Max Bragado-Darman may well have highlighted his premiere years as the Louisville Orchestra's Music Director with the sparkling concerts on April 1o & 12.
All three pieces were composed in this century, two by American-born composers.
The opening number, Gershwin's Cuban Overture "Rumba" got the evening off to a rousing start. One suspects that any number of the audience kept quiet remembering their delight in dancing the Rumba.
That was only the beginning. Guest artist Mark Zeltser brought the audience to their feet with an extremely vivid version of Racmaninoff's "Rhapsody on a Theme by Paganini." Mastery of it demands musicianship of a very high order, and Zeltser, now an American citizen, was more than up to it. His talent is evocative of such pianists as Iturbi, Arrau, Weissenberg and Serkin.
Charles Ives' Second Symphony is a reminder that recognition of genius is not always immediate.
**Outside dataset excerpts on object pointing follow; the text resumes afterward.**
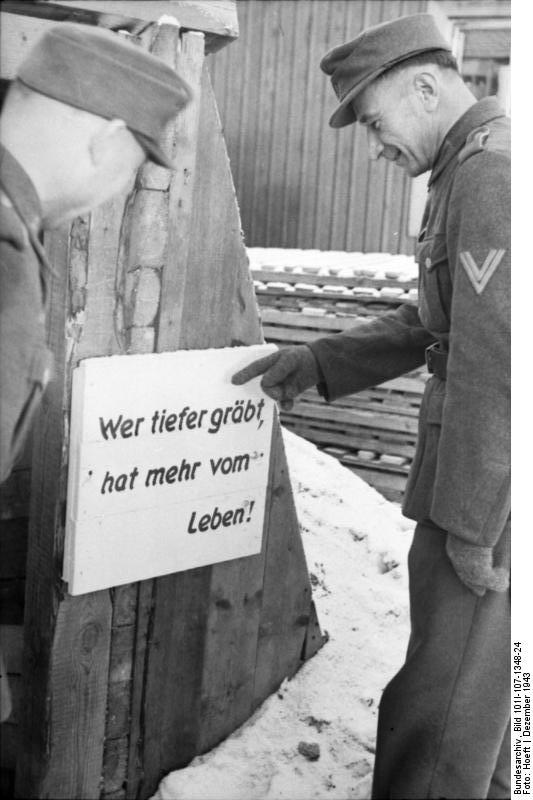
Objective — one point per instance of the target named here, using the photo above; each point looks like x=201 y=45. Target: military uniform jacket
x=25 y=361
x=460 y=476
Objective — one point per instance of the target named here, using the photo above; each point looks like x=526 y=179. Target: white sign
x=168 y=465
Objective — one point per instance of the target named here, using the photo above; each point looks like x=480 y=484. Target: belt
x=436 y=360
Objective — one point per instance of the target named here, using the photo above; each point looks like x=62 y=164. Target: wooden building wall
x=299 y=182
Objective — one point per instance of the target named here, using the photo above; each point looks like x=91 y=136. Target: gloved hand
x=286 y=374
x=474 y=566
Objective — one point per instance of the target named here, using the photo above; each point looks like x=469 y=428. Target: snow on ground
x=356 y=546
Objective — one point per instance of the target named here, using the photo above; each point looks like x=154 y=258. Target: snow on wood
x=356 y=546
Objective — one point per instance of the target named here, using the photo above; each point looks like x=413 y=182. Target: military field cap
x=100 y=72
x=355 y=64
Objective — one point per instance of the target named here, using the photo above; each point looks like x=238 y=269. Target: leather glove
x=286 y=374
x=474 y=567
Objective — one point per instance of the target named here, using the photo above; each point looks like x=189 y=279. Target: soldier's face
x=397 y=125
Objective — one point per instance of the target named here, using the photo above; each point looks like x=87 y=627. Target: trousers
x=444 y=719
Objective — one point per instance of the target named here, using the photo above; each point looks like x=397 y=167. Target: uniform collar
x=17 y=186
x=20 y=192
x=479 y=114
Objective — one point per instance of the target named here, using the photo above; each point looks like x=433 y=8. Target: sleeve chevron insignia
x=480 y=276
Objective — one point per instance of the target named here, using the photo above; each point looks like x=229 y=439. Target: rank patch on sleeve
x=480 y=276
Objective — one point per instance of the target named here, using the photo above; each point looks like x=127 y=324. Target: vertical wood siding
x=299 y=182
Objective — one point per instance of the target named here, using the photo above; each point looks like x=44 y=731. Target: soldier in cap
x=444 y=720
x=85 y=110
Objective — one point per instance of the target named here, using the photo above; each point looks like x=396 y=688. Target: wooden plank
x=12 y=601
x=360 y=417
x=14 y=538
x=354 y=281
x=286 y=608
x=353 y=440
x=217 y=20
x=190 y=57
x=67 y=639
x=11 y=642
x=212 y=599
x=155 y=723
x=14 y=495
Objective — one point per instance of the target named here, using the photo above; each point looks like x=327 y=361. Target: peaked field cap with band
x=100 y=72
x=355 y=64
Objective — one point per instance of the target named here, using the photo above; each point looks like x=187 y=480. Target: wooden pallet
x=364 y=431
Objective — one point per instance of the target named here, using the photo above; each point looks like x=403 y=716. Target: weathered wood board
x=122 y=685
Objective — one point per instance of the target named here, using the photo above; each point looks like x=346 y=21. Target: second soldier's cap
x=100 y=72
x=355 y=64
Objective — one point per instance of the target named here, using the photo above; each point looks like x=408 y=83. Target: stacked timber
x=304 y=294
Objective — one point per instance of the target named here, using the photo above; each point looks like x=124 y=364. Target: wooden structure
x=373 y=432
x=115 y=688
x=300 y=183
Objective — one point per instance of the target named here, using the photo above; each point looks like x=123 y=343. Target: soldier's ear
x=103 y=141
x=427 y=88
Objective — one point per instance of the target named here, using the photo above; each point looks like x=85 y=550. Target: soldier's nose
x=375 y=148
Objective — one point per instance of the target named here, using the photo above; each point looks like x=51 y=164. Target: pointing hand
x=286 y=374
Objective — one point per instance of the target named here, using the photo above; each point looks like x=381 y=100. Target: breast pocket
x=435 y=284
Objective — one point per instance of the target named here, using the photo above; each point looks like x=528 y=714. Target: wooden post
x=124 y=685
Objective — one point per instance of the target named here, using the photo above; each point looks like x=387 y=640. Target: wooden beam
x=217 y=20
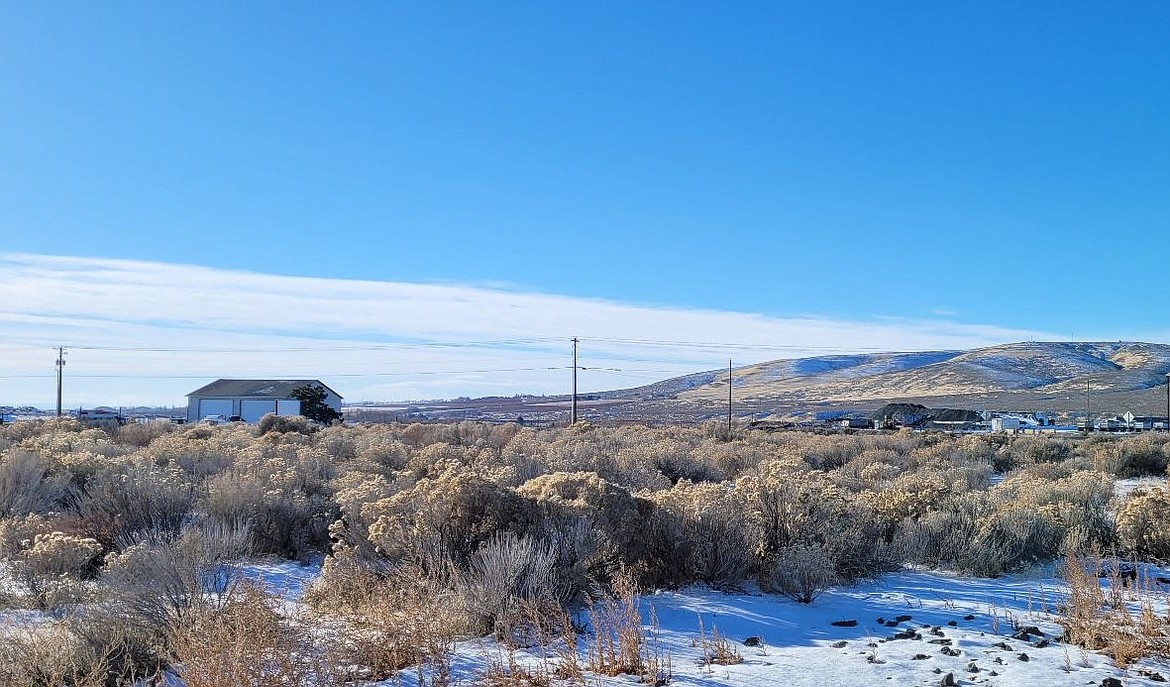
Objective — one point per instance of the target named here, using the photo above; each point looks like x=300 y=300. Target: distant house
x=250 y=399
x=855 y=424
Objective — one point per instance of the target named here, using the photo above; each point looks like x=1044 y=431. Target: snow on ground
x=1123 y=488
x=802 y=647
x=287 y=579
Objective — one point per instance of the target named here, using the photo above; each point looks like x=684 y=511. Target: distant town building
x=250 y=399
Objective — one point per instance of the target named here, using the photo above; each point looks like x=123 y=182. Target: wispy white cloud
x=150 y=332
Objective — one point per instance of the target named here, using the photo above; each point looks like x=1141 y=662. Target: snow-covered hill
x=1050 y=368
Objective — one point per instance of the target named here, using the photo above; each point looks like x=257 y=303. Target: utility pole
x=61 y=364
x=729 y=399
x=572 y=416
x=1088 y=417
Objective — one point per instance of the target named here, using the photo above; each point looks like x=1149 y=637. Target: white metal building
x=250 y=399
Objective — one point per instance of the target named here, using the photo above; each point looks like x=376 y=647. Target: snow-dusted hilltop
x=1045 y=368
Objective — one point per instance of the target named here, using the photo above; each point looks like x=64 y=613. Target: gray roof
x=255 y=387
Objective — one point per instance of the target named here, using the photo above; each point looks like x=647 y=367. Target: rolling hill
x=1052 y=376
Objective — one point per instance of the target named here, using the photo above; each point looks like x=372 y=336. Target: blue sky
x=983 y=171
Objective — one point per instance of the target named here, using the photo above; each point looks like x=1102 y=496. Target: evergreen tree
x=312 y=404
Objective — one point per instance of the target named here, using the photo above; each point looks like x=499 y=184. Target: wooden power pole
x=729 y=400
x=61 y=365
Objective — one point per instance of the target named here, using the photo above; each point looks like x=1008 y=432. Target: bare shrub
x=282 y=495
x=616 y=515
x=143 y=433
x=1126 y=630
x=508 y=576
x=618 y=645
x=1142 y=524
x=27 y=486
x=124 y=499
x=697 y=533
x=390 y=622
x=247 y=643
x=50 y=657
x=286 y=424
x=442 y=520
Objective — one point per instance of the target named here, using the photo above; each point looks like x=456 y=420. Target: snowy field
x=912 y=627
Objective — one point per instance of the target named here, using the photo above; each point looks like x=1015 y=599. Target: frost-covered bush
x=697 y=533
x=444 y=520
x=802 y=572
x=27 y=486
x=123 y=499
x=1142 y=524
x=52 y=568
x=281 y=493
x=286 y=424
x=613 y=513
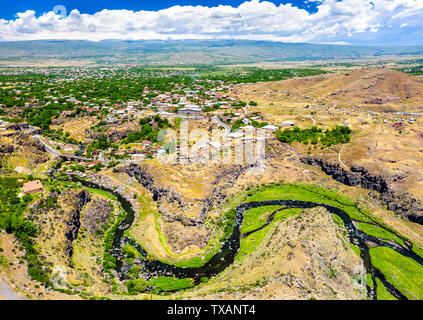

The late and often acclaimed Walter Damorsch kept the score for forty years without ever playing it. It took Leonard Bernstein to produce its first performance. It is American to the core in its sources of inspiration, and the Louisville Orchestra's performance was a memorable and well appreciated one.
Maestro Bragado-Darman has given local audience an unforgettable season and has shown that we will have diversified programs in the future. One can only marvel at his musical knowledge and skill in getting the orchestra ready for such musical diversity. One hopes that audiences will appreciate his talent, which is matched by a singular courtesy to all who have to relate to him.